Briggs killed Badillo. Charlie loves Briggs.
Charlie came to him, and that’s a comfort to him, she’s here with him, despite everything, she trusts him and–
“Because you’re not sentimental, Mike.” Charlie says, and she looks up and into his eyes for the first time since she came to him for help half an hour before.
“Yes, I am?” Mike says, indignant, and he reels back, the spell she’s been casting around him breaks, violently shattering like a window pane shot through by a hail of bullets.
The glass shards fly towards Mike and even as his arms fling upwards to shield his face, the slivers cut through his defenses as if they were butter. The thick skin that Mike has spent years building, lying flayed on the ground like the hide of a bear ready to be stuffed and laid out as a rug in a hunting lodge.
His metaphors are spiraling.
The lamp’s glare creeps into his field of vision like a flare in the night, drawing his attention in like a moth to a flame. Mike has to stop resorting to metaphors to deflect the hurt he feels.
And that’s the catch, isn’t it?
Mike’s always been too good at deflecting, too good at barreling through the barriers set against him by Bello, Briggs, Sid, Badillo, but Badillo is dead and Briggs killed him and fuck.
Charlie looks at him with pity, as if she’s figured out a piece of Mike Warren before Mike himself has.
To Charlie, Mike isn’t sentimental. To Charlie, to Briggs, to Jakes, to Paige, to Johnny, Mike is driven, power hungry, wanting–needing– to impress his superiors.

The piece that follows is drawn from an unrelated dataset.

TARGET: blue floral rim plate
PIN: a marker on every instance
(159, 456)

To Charlie, Briggs, Jakes, Paige, Johnny, Mike is a closed book.
But to Charlie, Briggs, Jakes, Johnny, Mike Warren is anything but sentimental.
They all are forced to sit at the bottom of the mountain that is Mike Warren and the outward facing facade that he puts out is all they see. They accept it as the real him.
Mike knows Charlie loves him, respects him, sees him, but lately Mike realises that no one truly knows him at all.
-
Here’s something that only his parents know about Mike Warren:
Mike Warren has ADHD
It’s a diagnosis his body and brain struggle to come to terms with even as Charlie’s eyes bore into where his own should be currently.
Factually, Mike knows it’s true, and his eyes skate over the bridge of Charlie’s nose in a delayed motion.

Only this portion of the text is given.